When preparing the soufflé, there are several important things to remember. First of all, fresh eggs respond far better than eggs which have been left in the refrigerator for a few weeks. Next, when separating the eggs, make sure that the bowl for the whites is meticulously clean and dry (also, do not allow any yolk to find its way into the whites). If you happen to be lucky enough to own a cooper bowl, there is an interesting chemical reaction which occurs between the cooper and egg whites which further enhances the addition of air. Also, eggs freshly removed from the refrigerator will respond better than eggs at room temperature. And, finally, the whipped egg whites should not be left to sit before proceeding further as they can begin to collapse.

Any ingredient which is to be added to the soufflé, whether it be meat, vegetable, or cheese, must be minced very finely so that the weight of that addition does not hinder the rise of the soufflé. Furthermore, it is important to provide the soufflé with a surface which allows it to climb, like a buttered soufflé dish or ramekin coated in breadcrumbs.

The hardest part of making soufflé is separating the yolks. There are two ways one can attempt this task. You can employ the use of a device (which works quite well) that looks like a measuring cup with slots at the bottom. Or, you can hold the yolk in one half of the cracked shell while the white runs into a bowl beneath it. To avoid contaminating the white with any element of the yolk, it is recommended that separation occur over a different bowl than the one intended for the whites (and then added to the appropriate bowl after separation). Once the eggs have been separated, the whites should be refrigerated and the flavors for the soufflé prepared.

First, melt the butter and whisk in the flour to make a roux, and then add the milk or cream to make a simple white sauce. Whisk each yolk into this white sauce and then fold in the selected ingredients. Once this mixture is cooled, the egg whites can be whipped to fluffy, soft peaks and folded into the yolk mixture. Folding should be done gently so as to keep the whites as aerated as possible. Once the two mixtures have been completely blended, add the product to the soufflé dish and put it in the oven immediately. The soufflé dish should have at least two inches to grow (for a six-cup dish), so that, as the mixture rises, it does not run over the edges. It is best not to check on the soufflé too often because there is some truth to the rumor that a slammed oven door will cause it to fall.

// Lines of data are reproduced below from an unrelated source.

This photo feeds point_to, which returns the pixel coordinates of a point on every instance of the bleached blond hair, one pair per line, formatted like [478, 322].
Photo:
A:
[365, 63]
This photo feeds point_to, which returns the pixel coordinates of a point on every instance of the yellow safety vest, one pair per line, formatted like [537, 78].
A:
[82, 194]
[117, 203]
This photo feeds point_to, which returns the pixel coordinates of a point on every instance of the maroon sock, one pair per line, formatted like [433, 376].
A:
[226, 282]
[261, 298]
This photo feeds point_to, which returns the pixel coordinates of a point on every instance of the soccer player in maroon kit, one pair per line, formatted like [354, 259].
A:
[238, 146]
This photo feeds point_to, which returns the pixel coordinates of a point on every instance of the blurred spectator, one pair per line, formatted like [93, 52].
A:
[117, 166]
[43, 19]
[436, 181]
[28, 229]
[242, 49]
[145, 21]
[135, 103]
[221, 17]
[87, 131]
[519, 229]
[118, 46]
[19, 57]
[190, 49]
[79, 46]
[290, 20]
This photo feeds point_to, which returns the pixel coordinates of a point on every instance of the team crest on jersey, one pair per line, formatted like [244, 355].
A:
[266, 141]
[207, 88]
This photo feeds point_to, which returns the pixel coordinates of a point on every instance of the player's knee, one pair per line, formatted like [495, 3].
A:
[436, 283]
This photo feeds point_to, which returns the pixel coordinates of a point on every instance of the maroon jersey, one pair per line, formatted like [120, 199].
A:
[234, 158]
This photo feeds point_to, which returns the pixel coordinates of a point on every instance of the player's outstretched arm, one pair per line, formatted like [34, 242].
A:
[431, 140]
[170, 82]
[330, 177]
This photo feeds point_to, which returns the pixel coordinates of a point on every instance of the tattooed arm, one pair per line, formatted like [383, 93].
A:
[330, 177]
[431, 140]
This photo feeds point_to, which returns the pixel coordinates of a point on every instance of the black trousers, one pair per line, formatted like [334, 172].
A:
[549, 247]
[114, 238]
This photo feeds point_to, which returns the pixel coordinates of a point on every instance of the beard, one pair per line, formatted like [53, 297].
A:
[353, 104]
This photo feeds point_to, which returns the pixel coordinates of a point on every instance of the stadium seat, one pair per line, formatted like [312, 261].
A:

In the heat of summer, we like to stay out of the kitchen as much as possible, but if you are willing to bear the heat of your oven for an hour, a soufflé can be a light and satisfying main dish, especially accompanied by a cool salad of mixed greens and a glass of wine.

Basic Soufflé Recipe

6-Cup buttered dish, coated with breadcrumbs
2 Tbsp. butter
2 Tbsp. flour
3⁄4 Cup milk
4 Egg yolks
6 Egg whites
Salt and pepper to taste

Preheat oven to 375 degrees. Melt butter in pan; when it bubbles, whisk in flour. Over low heat, gradually blend in milk. Continue to stir until it begins to thicken. Remove from heat and whisk in yolks, one at a time. Transfer to a large bowl and allow to cool. Adjust seasoning. Beat the whites until stiff. Fold the whites into the yolk mixture, combining gently. Pour into prepared dish and immediately (gently) place in preheated oven. Bake 20-25 minutes for a solid center and a fully risen, golden brown (my preference). Additional ingredients, such as finely grated cheese, diced ham, or chopped veggies can be added to the yolk mixture and mixed in fully before adding the egg whites.